The benefits of semantic technology allowed EK to expand the knowledge graph by incorporating existing structured information about individuals at the organization, creating a more holistic understanding of who these people are, what they’ve worked on, and how to contact them.

Finally, EK incorporated the knowledge graph into a semantic search platform to enable faceted search and navigation across individuals, projects, and the unstructured text documents (e.g., the scanned, handwritten notes and files). This search platform allows users to drill down to a small group of individuals that worked on a specific project and/or have experience with a particular engineering topic or component, reducing time in finding a qualified individual from weeks to a few minutes.

The EK Difference

To achieve the above solution, it was necessary to develop a plethora of integrations between graph databases, relational databases, content management systems, taxonomy management tools, and data pipeline (ETL) tools. Through our expertise in designing and implementing the top semantic tools in the industry, EK was able to develop a scalable solutions architecture while leveraging web standards and providing guidance on integration best practices to deliver timely, effective, and scalable integration solutions. 

Additionally, EK leveraged advanced capabilities to drive enhanced and automated tagging and classification of content, making the process more efficient, while mitigating the possibility of human error.
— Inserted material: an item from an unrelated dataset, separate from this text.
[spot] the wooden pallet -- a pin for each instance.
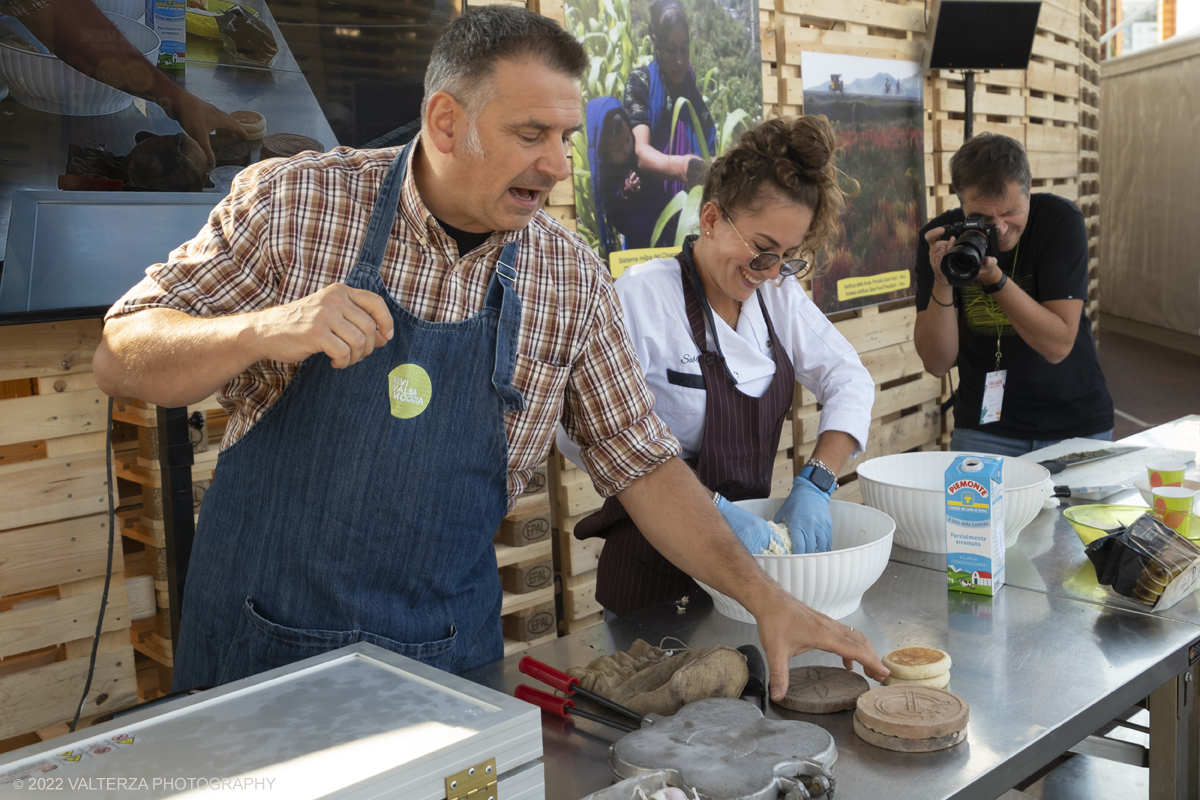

We further partnered with the organization’s key subject matter experts and leveraged an Agile methodology that allowed us to quickly show results and provide incremental value to the organization. 

The Results

The foundational knowledge graph and semantic search interface allow users to browse documents by person, project, and topic, providing supporting links to source data so that they can analyze the relationships between people and projects directly. End users can now easily browse and discover relationships that were previously uncaptured or buried in disparate data repositories, reaching the ‘goal’ information in a fraction of the time. Further, the flexibility of the knowledge graph solution allows for greater agility to modify and improve data flows without making extensive changes to architectures or schemas, resulting in quick turn-around times for updates as project staff change and requirements evolve.